I am getting items from an upstream API which is quite slow. I try to speed this up by using TPL Dataflow to create multiple connections and bring these together, like this;
class Stuff
{
int Id { get; }
}
async Task<Stuff> GetStuffById(int id) => throw new NotImplementedException();
async Task<IEnumerable<Stuff>> GetLotsOfStuff(IEnumerable<int> ids)
{
var bagOfStuff = new ConcurrentBag<Stuff>();
var options = new ExecutionDataflowBlockOptions
{
MaxDegreeOfParallelism = 5
};
var processor = new ActionBlock<int>(async id =>
{
bagOfStuff.Add(await GetStuffById(id));
}, options);
foreach (int id in ids)
{
processor.Post(id);
}
processor.Complete();
await processor.Completion;
return bagOfStuff.ToArray();
}
The problem is that I have to wait until I have finished querying the entire collection of Stuff
before I can return it to the caller.
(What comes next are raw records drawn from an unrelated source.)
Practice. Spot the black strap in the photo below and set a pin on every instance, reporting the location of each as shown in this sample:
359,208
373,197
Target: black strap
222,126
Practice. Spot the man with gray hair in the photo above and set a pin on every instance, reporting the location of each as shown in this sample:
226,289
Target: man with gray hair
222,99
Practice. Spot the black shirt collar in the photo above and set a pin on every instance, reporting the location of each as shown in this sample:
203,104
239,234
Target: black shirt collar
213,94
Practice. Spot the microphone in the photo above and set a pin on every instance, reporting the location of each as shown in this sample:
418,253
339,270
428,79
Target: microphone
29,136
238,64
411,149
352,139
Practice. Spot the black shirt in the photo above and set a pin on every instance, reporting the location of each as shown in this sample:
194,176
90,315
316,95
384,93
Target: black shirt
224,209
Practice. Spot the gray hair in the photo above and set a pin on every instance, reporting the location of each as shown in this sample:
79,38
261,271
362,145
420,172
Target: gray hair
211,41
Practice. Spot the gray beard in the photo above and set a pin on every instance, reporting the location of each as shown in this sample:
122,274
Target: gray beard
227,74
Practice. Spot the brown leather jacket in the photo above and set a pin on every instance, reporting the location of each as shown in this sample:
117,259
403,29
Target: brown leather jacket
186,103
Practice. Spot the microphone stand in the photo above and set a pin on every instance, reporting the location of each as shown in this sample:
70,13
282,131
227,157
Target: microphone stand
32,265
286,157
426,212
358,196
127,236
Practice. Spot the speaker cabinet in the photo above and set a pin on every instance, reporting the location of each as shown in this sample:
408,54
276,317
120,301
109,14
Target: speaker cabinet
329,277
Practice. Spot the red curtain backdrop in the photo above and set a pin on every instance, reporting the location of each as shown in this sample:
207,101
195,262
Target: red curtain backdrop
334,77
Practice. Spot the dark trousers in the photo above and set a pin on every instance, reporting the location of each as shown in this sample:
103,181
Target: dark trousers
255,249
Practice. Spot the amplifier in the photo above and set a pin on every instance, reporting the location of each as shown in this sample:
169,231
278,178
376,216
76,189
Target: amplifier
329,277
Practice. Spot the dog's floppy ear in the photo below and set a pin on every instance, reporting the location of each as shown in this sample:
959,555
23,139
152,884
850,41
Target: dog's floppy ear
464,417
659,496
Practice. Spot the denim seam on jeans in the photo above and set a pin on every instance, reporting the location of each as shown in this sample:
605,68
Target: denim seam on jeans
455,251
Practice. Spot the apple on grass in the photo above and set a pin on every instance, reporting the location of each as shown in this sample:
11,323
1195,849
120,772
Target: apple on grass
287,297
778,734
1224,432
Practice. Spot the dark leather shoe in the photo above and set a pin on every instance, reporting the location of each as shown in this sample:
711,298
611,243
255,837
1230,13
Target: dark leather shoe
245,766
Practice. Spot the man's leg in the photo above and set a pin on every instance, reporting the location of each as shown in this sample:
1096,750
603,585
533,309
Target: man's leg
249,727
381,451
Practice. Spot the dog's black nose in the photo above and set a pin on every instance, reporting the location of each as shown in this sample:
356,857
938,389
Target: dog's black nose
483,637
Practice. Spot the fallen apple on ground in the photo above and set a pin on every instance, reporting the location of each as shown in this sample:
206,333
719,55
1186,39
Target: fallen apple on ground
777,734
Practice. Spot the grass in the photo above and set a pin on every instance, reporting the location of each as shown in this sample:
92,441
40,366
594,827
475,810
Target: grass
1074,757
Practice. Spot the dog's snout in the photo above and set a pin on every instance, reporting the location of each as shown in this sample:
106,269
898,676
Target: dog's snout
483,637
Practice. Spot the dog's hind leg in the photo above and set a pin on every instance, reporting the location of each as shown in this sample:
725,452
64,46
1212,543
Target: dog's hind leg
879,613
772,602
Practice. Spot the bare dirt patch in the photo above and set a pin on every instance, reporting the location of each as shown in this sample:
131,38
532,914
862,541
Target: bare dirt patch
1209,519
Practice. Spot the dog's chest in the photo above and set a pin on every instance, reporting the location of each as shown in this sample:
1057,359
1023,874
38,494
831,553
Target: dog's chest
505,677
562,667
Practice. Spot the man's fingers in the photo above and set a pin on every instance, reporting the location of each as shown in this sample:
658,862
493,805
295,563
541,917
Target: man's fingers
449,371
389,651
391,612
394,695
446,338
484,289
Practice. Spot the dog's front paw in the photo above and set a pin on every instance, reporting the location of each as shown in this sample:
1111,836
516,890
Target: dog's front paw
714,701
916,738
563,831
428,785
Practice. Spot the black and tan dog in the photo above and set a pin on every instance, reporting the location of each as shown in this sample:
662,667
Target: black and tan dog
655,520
What I would prefer is that, whenever any of the multiple parallel queries returns an item, I return that item in a yield return
fashion. Therefore I don't need to return an sync Task<IEnumerable<Stuff>>
, I can just return an IEnumerable<Stuff>
and the caller advances the iteration as soon as any items return.
I tried doing it like this;
IEnumerable<Stuff> GetLotsOfStuff(IEnumerable<int> ids)
{
var options = new ExecutionDataflowBlockOptions
{
MaxDegreeOfParallelism = 5
};
var processor = new ActionBlock<int>(async id =>
{
yield return await GetStuffById(id);
}, options);
foreach (int id in ids)
{
processor.Post(id);
}
processor.Complete();
processor.Completion.Wait();
yield break;
}
But I get an error
The yield statement cannot be used inside an anonymous method or lambda expression
How can I restructure my code?
You can return an IEnumerable
, but to do so you must block your current thread. You need a TransformBlock
to process the ids, and a feeder-task that will feed asynchronously the TransformBlock
with ids. Finally the current thread will enter a blocking loop, waiting for produced stuff to yield:
static IEnumerable<Stuff> GetLotsOfStuff(IEnumerable<int> ids)
{
using var completionCTS = new CancellationTokenSource();
var processor = new TransformBlock<int, Stuff>(async id =>
{
return await GetStuffById(id);
}, new ExecutionDataflowBlockOptions
{
MaxDegreeOfParallelism = 5,
BoundedCapacity = 50, // Avoid buffering millions of ids
CancellationToken = completionCTS.Token
});
var feederTask = Task.Run(async () =>
{
try
{
foreach (int id in ids)
if (!await processor.SendAsync(id)) break;
}
finally { processor.Complete(); }
});
try
{
while (processor.OutputAvailableAsync().Result)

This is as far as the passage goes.